I can't actually see Chennai (or any other city in Tamil Nadu) from *my* house....so let's talk LIPs!

by Michael S. Kaplan, published on 2010/05/09 07:01 -04:00, original URI: http://blogs.msdn.com/b/michkap/archive/2010/05/09/10009652.aspx


The title is accurate, I cannot see any part of Tamil Nadu from where I live.  But then I'm not running for vice-president of the United States so the "informal" nature of such a bizarre metric on domestic and foreign policy experience leading to me being a poor choice for such a role is unlikely to hamper me too much. Instead I've just gone to the places, which ios clearly less impressive....

Which is good -- because I can forget about all that, and focus on some actual exciting news!

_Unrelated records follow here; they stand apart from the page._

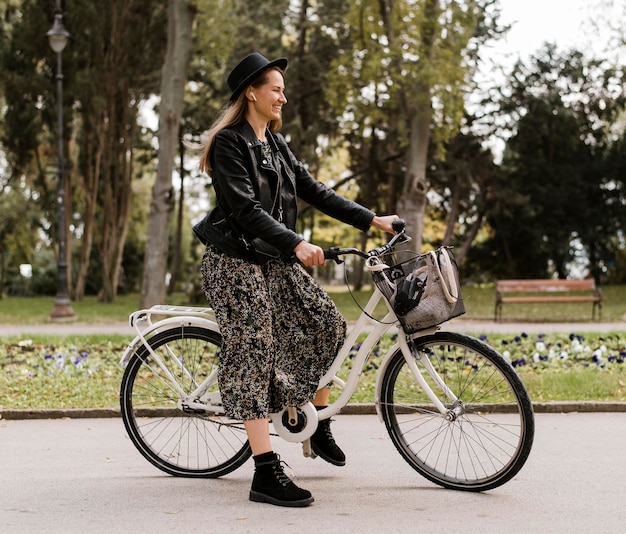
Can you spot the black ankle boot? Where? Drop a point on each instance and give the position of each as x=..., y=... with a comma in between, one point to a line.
x=270, y=484
x=323, y=443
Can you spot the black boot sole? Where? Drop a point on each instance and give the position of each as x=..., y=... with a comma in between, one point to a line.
x=255, y=496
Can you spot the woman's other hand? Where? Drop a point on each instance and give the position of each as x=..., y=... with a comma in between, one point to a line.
x=384, y=223
x=309, y=255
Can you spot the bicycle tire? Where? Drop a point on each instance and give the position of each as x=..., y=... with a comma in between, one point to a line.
x=179, y=442
x=486, y=441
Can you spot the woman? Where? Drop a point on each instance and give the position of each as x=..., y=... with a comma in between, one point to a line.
x=280, y=330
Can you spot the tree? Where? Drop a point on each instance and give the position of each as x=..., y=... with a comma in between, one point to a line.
x=555, y=191
x=173, y=80
x=406, y=72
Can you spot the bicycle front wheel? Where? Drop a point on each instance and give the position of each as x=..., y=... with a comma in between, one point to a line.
x=177, y=440
x=485, y=435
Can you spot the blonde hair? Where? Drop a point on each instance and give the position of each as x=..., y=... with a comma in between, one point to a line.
x=233, y=114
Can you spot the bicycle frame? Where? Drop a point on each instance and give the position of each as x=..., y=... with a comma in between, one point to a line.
x=199, y=399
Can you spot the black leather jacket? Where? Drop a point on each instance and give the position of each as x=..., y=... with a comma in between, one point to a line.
x=244, y=183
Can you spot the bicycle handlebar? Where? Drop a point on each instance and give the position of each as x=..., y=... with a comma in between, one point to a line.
x=398, y=226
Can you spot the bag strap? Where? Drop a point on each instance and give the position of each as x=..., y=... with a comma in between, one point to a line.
x=450, y=274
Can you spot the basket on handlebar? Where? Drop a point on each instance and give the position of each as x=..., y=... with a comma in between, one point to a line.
x=423, y=291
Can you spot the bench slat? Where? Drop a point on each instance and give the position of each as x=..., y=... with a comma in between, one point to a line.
x=522, y=291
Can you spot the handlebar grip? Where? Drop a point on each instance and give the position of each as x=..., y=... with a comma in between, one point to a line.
x=398, y=225
x=330, y=253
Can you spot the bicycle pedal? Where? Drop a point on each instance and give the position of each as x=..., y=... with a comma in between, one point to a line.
x=307, y=450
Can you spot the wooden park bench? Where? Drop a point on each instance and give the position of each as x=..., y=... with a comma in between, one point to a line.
x=548, y=291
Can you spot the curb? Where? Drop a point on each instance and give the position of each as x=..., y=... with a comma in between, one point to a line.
x=350, y=409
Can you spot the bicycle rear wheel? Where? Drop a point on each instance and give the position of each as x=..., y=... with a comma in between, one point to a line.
x=486, y=435
x=177, y=440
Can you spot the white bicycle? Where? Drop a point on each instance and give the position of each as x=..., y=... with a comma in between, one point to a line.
x=454, y=408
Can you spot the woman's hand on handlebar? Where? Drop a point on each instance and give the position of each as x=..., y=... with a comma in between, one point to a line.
x=309, y=255
x=384, y=223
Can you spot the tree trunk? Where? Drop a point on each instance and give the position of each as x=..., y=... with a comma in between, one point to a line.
x=179, y=221
x=173, y=79
x=412, y=203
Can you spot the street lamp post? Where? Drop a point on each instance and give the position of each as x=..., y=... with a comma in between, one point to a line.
x=62, y=310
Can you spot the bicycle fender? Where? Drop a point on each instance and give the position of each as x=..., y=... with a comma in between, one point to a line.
x=379, y=378
x=165, y=324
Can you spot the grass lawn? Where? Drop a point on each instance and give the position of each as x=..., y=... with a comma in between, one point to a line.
x=71, y=371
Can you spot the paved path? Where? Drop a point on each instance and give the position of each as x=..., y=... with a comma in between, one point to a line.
x=84, y=476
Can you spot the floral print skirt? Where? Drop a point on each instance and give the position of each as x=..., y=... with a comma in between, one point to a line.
x=280, y=333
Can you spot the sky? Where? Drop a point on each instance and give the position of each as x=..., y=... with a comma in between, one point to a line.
x=568, y=23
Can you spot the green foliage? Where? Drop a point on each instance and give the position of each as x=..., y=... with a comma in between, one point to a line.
x=553, y=193
x=58, y=372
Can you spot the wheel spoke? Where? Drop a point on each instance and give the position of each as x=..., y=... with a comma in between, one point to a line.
x=179, y=442
x=485, y=437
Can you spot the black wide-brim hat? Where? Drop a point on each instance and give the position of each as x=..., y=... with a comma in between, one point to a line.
x=248, y=69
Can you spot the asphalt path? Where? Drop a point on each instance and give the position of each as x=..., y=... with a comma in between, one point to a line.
x=84, y=476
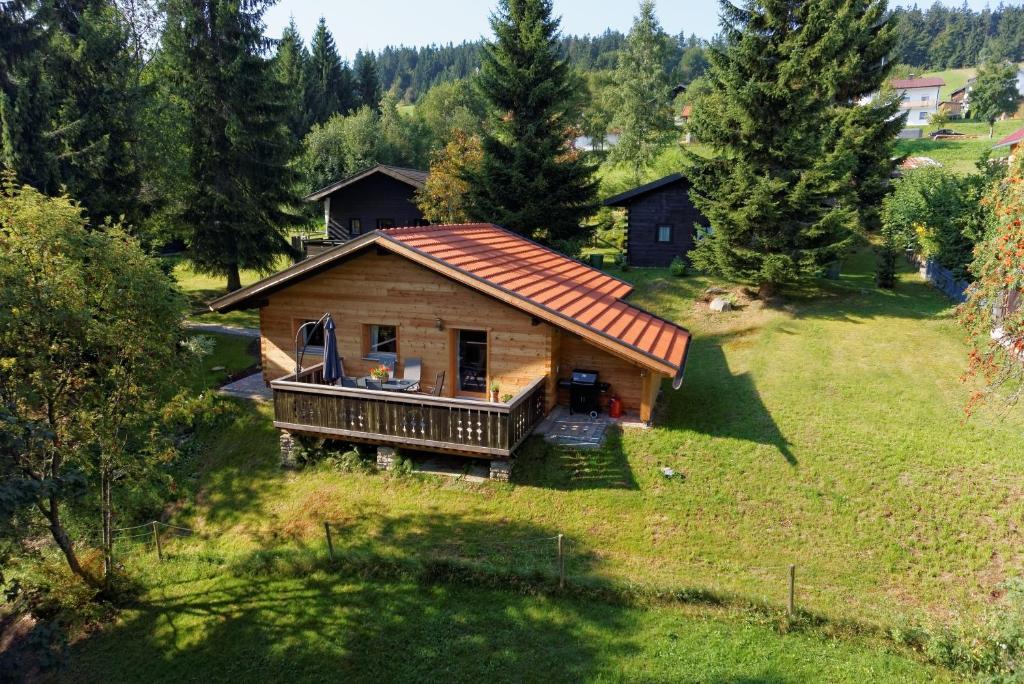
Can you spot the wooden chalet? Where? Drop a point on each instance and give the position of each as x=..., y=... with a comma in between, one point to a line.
x=660, y=220
x=380, y=197
x=475, y=306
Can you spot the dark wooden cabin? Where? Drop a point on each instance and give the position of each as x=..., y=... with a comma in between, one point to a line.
x=380, y=197
x=660, y=220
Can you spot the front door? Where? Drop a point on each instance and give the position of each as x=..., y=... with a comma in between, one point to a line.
x=470, y=361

You know, forget about the above, it sounded much cleverer in my head. A place you wouldn't want to live....

So now presenting the thing that everyone (including me) had been waiting for (on, by providence or design, this 150th anniversary of Tagore's birthday) -- the Tamil Language Interface Pack for Windows 7!

It is only being released for 32-bit1, and you must have English resources installed.

And yes, I wish they were releasing a 64-bit version too. As I have mentioned.

You can download that 32-bit version from right here....

This LIP is produced as a part of the Local Language Program! w00t w00t!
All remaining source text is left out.